The court agrees with defense counsel's statements regarding drug court treatment scheme, but the court also understands the frustration of the probation officer and the government, who feel that the Defendant is not making an effort with treatment and sobriety. Because of limited treatment resources, the probation office must allocate resources to those who want to take them seriously. It appears that the Defendant has relapsed, and the concern here is that the Defendant is trying to hide his relapse. While the Defendant appears remorseful in court, he does not express such remorse when he meets with his probation officer. This is the Defendant's fourth revocation proceeding, so the court is not inclined to show much leniency, particularly after he lied to the probation officer about his health condition. Nevertheless, the court also does not agree that a max out sentence is warranted. The court is not prepared to give up on the Defendant just yet. Instead, the court finds that a split sentence is appropriate for the violations here and will allow the Defendant to obtain treatment for his drug addiction. Additionally, a split sentence will allow him to return to his job at the Salvation Army Thrift Sore, where his manager speaks highly of his work ethic. See Notice of Receipt of Letter, ECF No. 497.

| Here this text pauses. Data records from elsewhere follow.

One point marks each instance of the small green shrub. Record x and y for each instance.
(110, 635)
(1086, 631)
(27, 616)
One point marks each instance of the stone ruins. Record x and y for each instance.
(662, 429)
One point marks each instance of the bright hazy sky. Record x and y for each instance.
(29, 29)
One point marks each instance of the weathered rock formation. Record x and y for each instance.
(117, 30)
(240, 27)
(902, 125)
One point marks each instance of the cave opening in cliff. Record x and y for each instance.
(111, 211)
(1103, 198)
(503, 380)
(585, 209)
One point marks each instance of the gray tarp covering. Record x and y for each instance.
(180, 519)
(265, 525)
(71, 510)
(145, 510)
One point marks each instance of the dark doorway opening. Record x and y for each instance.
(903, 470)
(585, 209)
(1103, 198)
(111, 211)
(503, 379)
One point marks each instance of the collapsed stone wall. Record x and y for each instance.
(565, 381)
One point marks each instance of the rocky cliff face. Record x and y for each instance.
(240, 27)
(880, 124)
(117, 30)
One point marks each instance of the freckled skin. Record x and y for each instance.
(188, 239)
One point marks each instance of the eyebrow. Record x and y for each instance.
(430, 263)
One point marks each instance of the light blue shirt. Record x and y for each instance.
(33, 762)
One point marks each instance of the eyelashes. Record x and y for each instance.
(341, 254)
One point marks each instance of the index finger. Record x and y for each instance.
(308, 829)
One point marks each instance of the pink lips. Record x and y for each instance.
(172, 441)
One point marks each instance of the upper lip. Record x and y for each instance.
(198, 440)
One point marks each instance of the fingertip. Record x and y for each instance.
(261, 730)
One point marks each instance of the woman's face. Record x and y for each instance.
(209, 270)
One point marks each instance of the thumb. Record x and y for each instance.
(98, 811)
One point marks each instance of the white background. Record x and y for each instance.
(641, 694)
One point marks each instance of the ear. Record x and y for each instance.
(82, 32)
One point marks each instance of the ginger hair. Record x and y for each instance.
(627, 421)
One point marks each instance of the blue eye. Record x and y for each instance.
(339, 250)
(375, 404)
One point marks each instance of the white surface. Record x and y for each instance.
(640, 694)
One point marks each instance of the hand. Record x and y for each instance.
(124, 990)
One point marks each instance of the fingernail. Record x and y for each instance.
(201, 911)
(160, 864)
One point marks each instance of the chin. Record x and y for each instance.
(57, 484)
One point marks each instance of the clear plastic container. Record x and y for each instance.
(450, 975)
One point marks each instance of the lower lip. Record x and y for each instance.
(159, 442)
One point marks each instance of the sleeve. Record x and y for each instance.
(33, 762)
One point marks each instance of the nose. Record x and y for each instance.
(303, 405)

As for defense counsel's assertion regarding lack of notice for the upward variance sought by the government and the probation officer, the court finds no merit in this argument. The Supreme Court and Ninth Circuit have both held that advance notice under Rule 32(h) is not required if a district court imposes a sentence outside of the advisory guideline range as a result of a variance (i.e., the statutory factors in 18 U.S.C. § 3553(a)). See Irizarry v. U.S., 553 U.S. 708 (2008) and United States v. Cruz-Perez, 567 F.3d. 1142, 1146 (9th Cir. 2009). Additionally, even if such notice was required, the Defendant is now on notice that the government and the probation officer are seeking a sentence above the advisory guideline range, so he can prepare appropriately before going before the Chief Judge for final sentencing.
RECOMMENDATION BY MAGISTRATE JUDGE
Having considered the above factors, the undersigned recommends the Chief Judge (1) accept the Defendant's admissions to the violations noted above, (2) revoke the Defendant's supervised release term and (3) impose a split sentence of time served (approximately four months) and three months of home detention, with 34 months of supervised release to follow.
A disposition hearing shall be held on July 14, 2021, at 1:30 p.m., unless otherwise rescheduled by the Chief Judge.
IT IS SO RECOMMENDED.
NOTICE
Failure to file written objections to this Report and Recommendation within fourteen (14) days from the date of its service shall bar an aggrieved party from attacking such Report and Recommendation before the assigned United States District Judge. 28 U.S.C. § 636(b)(1)(B).